We move on to calculating the determinants of these. Consider the $\mathbb R$-algebra homomorphism $$\rho:M_n(\mathbb C)\rightarrow M_{2n}(\mathbb R),~\left(c_l^k\right)_{1\leq k,l\leq n}\mapsto \left(\begin{array}{cc} \mathrm{Re}(c_l^k) & -\mathrm{Im}(c_l^k) \\ \mathrm{Im}(c_l^k) & \mathrm{Re}(c_l^k) \end{array}\right)_{1\leq k,l\leq n}$$ Since it is $\mathbb R$-linear and the spaces involved are finite dimensional, it is continuous.

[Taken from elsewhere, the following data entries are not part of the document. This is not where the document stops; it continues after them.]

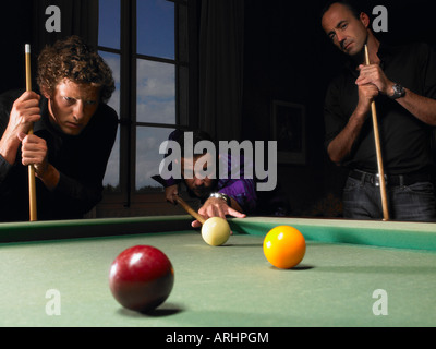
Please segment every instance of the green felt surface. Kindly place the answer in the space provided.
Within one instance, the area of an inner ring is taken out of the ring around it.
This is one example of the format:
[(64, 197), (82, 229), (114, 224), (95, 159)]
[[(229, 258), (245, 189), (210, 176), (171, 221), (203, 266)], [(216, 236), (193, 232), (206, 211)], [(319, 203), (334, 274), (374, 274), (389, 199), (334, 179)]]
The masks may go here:
[[(235, 234), (211, 248), (181, 231), (0, 244), (0, 325), (436, 325), (433, 252), (307, 241), (303, 262), (281, 270), (262, 243), (261, 233)], [(148, 315), (122, 309), (108, 287), (111, 262), (135, 244), (161, 249), (174, 266), (169, 299)], [(61, 294), (61, 315), (46, 314), (49, 289)], [(376, 289), (387, 292), (388, 315), (373, 313)]]

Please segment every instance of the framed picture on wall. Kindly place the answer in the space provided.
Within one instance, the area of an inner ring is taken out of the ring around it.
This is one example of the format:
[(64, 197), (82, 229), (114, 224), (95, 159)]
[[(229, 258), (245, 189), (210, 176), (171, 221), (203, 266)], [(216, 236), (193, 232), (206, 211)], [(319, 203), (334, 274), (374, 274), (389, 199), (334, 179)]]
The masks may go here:
[(277, 141), (277, 161), (304, 165), (306, 163), (305, 107), (274, 100), (271, 119), (271, 136)]

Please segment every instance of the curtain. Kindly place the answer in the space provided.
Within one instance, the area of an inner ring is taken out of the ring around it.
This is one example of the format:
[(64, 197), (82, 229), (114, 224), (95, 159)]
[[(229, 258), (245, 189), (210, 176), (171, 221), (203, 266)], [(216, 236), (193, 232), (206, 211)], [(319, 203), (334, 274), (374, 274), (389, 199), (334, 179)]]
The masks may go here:
[(244, 0), (202, 0), (199, 129), (216, 141), (241, 137)]

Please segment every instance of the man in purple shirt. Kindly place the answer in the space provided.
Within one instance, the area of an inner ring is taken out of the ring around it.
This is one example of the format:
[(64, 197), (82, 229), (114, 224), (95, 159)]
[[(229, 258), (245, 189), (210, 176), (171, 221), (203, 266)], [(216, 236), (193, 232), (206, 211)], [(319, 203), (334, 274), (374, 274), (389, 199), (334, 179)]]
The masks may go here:
[[(244, 176), (243, 158), (235, 159), (230, 154), (221, 154), (214, 161), (211, 154), (207, 152), (193, 154), (192, 157), (184, 156), (183, 149), (185, 146), (192, 148), (201, 141), (211, 142), (210, 136), (205, 132), (194, 131), (191, 133), (193, 134), (193, 144), (190, 145), (184, 144), (185, 137), (183, 131), (175, 130), (169, 136), (169, 140), (175, 141), (182, 149), (180, 165), (181, 177), (183, 179), (170, 178), (165, 181), (167, 201), (175, 204), (174, 196), (179, 194), (178, 184), (183, 180), (190, 195), (201, 200), (203, 206), (198, 209), (198, 214), (206, 219), (217, 216), (222, 218), (226, 216), (243, 218), (247, 214), (255, 213), (257, 206), (255, 180), (253, 176)], [(209, 173), (215, 173), (215, 169), (227, 167), (228, 176), (216, 176), (217, 178), (213, 178), (215, 176), (198, 176), (194, 171), (197, 161), (204, 164), (203, 170)], [(206, 168), (206, 166), (210, 168)], [(239, 176), (233, 176), (235, 171), (239, 171)], [(186, 176), (187, 172), (191, 176)], [(201, 224), (197, 220), (193, 222), (193, 227), (199, 226)]]

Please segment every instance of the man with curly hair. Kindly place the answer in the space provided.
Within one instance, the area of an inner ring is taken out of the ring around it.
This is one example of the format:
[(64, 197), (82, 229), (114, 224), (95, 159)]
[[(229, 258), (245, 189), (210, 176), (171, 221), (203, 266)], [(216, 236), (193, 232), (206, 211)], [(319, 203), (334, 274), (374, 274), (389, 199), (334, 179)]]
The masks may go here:
[(0, 221), (28, 220), (28, 165), (38, 220), (81, 218), (101, 200), (118, 128), (106, 104), (114, 91), (111, 70), (72, 36), (41, 51), (37, 82), (40, 95), (0, 96)]

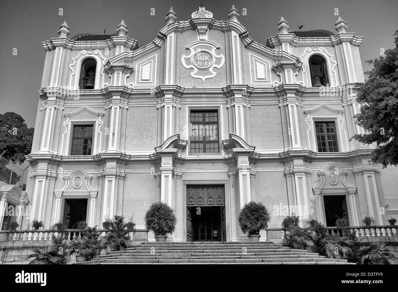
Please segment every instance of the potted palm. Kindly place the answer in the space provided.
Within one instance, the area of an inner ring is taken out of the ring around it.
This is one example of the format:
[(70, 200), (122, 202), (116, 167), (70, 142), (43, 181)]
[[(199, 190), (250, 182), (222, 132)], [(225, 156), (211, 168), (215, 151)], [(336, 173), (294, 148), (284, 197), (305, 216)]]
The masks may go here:
[(390, 223), (390, 225), (395, 225), (395, 223), (397, 223), (396, 218), (390, 218), (388, 219), (388, 223)]
[(100, 245), (92, 238), (81, 237), (72, 240), (66, 245), (66, 254), (69, 257), (73, 255), (76, 256), (76, 261), (85, 262), (88, 256), (95, 254)]
[[(96, 225), (94, 227), (86, 227), (82, 232), (82, 235), (84, 237), (88, 238), (89, 239), (93, 239), (94, 243), (99, 245), (100, 243), (100, 233), (97, 231), (97, 225)], [(88, 255), (89, 261), (94, 259), (100, 253), (101, 246), (100, 245), (100, 247), (96, 249), (95, 253)]]
[(58, 248), (55, 245), (47, 247), (44, 251), (37, 247), (31, 249), (32, 253), (28, 255), (26, 259), (32, 260), (29, 265), (62, 265), (62, 257), (59, 254)]
[(396, 257), (392, 251), (391, 246), (385, 243), (373, 243), (369, 247), (361, 248), (359, 256), (362, 265), (390, 265), (397, 262)]
[(315, 245), (317, 237), (312, 227), (301, 228), (291, 226), (287, 229), (287, 242), (291, 248), (295, 249), (306, 249), (307, 247)]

Also, being an algebra homomorphism, we have $\mathrm{det}~\rho(P^{-1}AP)=\mathrm{det}(\rho(P)^{-1}\rho(A)\rho(P))=\mathrm{det}(\rho(A))$. Finally, the diagonalizable matrices are dense in $M_n(\mathbb C)$, so we can restrict our calculations to diagonal matrices in $M_n(\mathbb C)$. For these, the calcuations are easy: $$\mathrm{det}\big(\rho(\mathrm{Diag}(c_1,\dots,c_n))\big)=\mathrm{det}~\mathrm{Diag}\left(\left(\begin{array}{cc} \mathrm{Re}(c_1) & -\mathrm{Im}(c_1) \\ \mathrm{Im}(c_1) & \mathrm{Re}(c_1) \end{array}\right),\dots,\left(\begin{array}{cc} \mathrm{Re}(c_n) & -\mathrm{Im}(c_n) \\ \mathrm{Im}(c_n) & \mathrm{Re}(c_n) \end{array}\right)\right)\\=\prod_{i=1}^n\mathrm{det}\left(\begin{array}{cc} \mathrm{Re}(c_i) & -\mathrm{Im}(c_i) \\ \mathrm{Im}(c_i) & \mathrm{Re}(c_i) \end{array}\right)=\prod_{i=1}^n|c_i|^2=\left|\mathrm{det}~\mathrm{Diag}(c_1,\dots,c_n)\right|^2,$$ so we conclude that $$\forall A\in M_n(\mathbb C),~\mathrm{det}~\rho(A)=|\mathrm{det}~A|^2$$
Finally, we can conclude that the transition functions for the charts $\phi^{\mathbb R}$ for $M^{\mathbb R}$ have positive determinants, thus the real underlying manifold $M^{\mathbb R}$ is orientable.